Nasopharyngeal (nay-zoh-fuh-RIN-jee-ul) carcinoma is cancer that occurs in the nasopharynx, which is located behind your nose and above the back of your throat.
Nasopharyngeal carcinoma is rare in the United States. It occurs much more frequently in other parts of the world — specifically Southeast Asia.
Nasopharyngeal carcinoma is difficult to detect early. That's probably because the nasopharynx isn't easy to examine and symptoms of nasopharyngeal carcinoma mimic those of other, more-common conditions.
Treatment for nasopharyngeal carcinoma usually involves radiation therapy, chemotherapy or a combination of the two. You can work with your doctor to determine the exact approach depending on your particular situation.
In its early stages, nasopharyngeal carcinoma may not cause any symptoms. Possible noticeable symptoms of nasopharyngeal carcinoma include:
- A lump in your neck caused by a swollen lymph node
- Blood in your saliva
- Bloody discharge from your nose
- Nasal congestion or ringing in your ears
- Hearing loss
- Frequent ear infections
- Sore throat
When to see a doctor
Early nasopharyngeal carcinoma symptoms may not always prompt you to see your doctor. However, if you notice any unusual and persistent changes in your body that don't seem right to you, such as unusual nasal congestion, see your doctor.
Cancer begins when one or more genetic mutations cause normal cells to grow out of control, invade surrounding structures and eventually spread (metastasize) to other parts of the body. In nasopharyngeal carcinomas, this process begins in the squamous cells that line the surface of the nasopharynx.
Exactly what causes the gene mutations that lead to nasopharyngeal carcinoma isn't known, though factors, such as the Epstein-Barr virus, that increase the risk of this cancer have been identified. However, it isn't clear why some people with all the risk factors never develop cancer, while others who have no apparent risk factors do.
Researchers have identified some factors that appear to increase your risk of developing nasopharyngeal carcinoma, including:
- Sex. Nasopharyngeal carcinoma is more common in men than it is in women.
- Race. This type of cancer more commonly affects people in parts of China, Southeast Asia and northern Africa. In the United States, Asian immigrants have a higher risk of this type of cancer than do American-born Asians. Inuits in Alaska also have an increased risk of nasopharyngeal cancer.
- Age. Nasopharyngeal cancer can occur at any age, but it's most commonly diagnosed in adults between the ages of 30 and 50.
- Salt-cured foods. Chemicals released in steam when cooking salt-cured foods, such as fish and preserved vegetables, may enter the nasal cavity, increasing the risk of nasopharyngeal carcinoma. Being exposed to these chemicals at an early age may increase the risk even more.
- Epstein-Barr virus. This common virus usually produces mild signs and symptoms, such as those of a cold. Sometimes it can cause infectious mononucleosis. The Epstein-Barr virus is also linked to several rare cancers, including nasopharyngeal carcinoma.
- Family history. Having a family member with nasopharyngeal carcinoma increases your risk of the disease.

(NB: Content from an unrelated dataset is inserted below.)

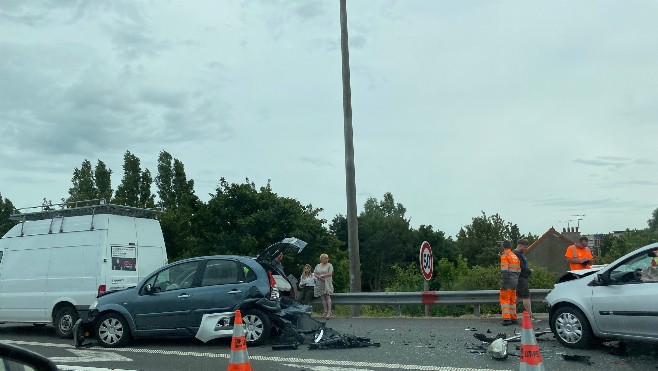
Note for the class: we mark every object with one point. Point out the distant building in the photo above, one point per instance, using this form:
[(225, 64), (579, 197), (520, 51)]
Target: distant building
[(548, 251)]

- Alcohol and tobacco. Heavy alcohol intake and tobacco use can raise your risk of developing nasopharyngeal carcinoma.
Nasopharyngeal carcinoma complications can include:
- Cancer that grows to invade nearby structures. Advanced nasopharyngeal carcinoma can cause complications if it grows large enough to invade nearby structures, such as the throat, bones and brain.
Cancer that spreads to other areas of the body. Nasopharyngeal carcinoma frequently spreads (metastasizes) beyond the nasopharynx.
Most people with nasopharyngeal carcinoma have regional metastases. That means cancer cells from the initial tumor have migrated to nearby areas, such as lymph nodes in the neck.
Cancer cells that spread to other areas of the body (distant metastases) most commonly travel to the bones, lungs and liver.
No sure way exists to prevent nasopharyngeal carcinoma. However, if you're concerned about your risk of nasopharyngeal carcinoma, you may consider avoiding habits that have been associated with the disease. For instance, you may choose to cut back on the amount of salt-cured foods you eat or avoid these foods altogether.
Tests to screen for nasopharyngeal carcinoma
In the United States and in other areas where the disease is rare, routine screening for nasopharyngeal carcinoma isn't done.
But in areas of the world where nasopharyngeal carcinoma is much more common — for instance, in some areas of China — doctors may offer screenings to people thought to be at high risk of the disease. Screening may involve blood tests to detect the Epstein-Barr virus.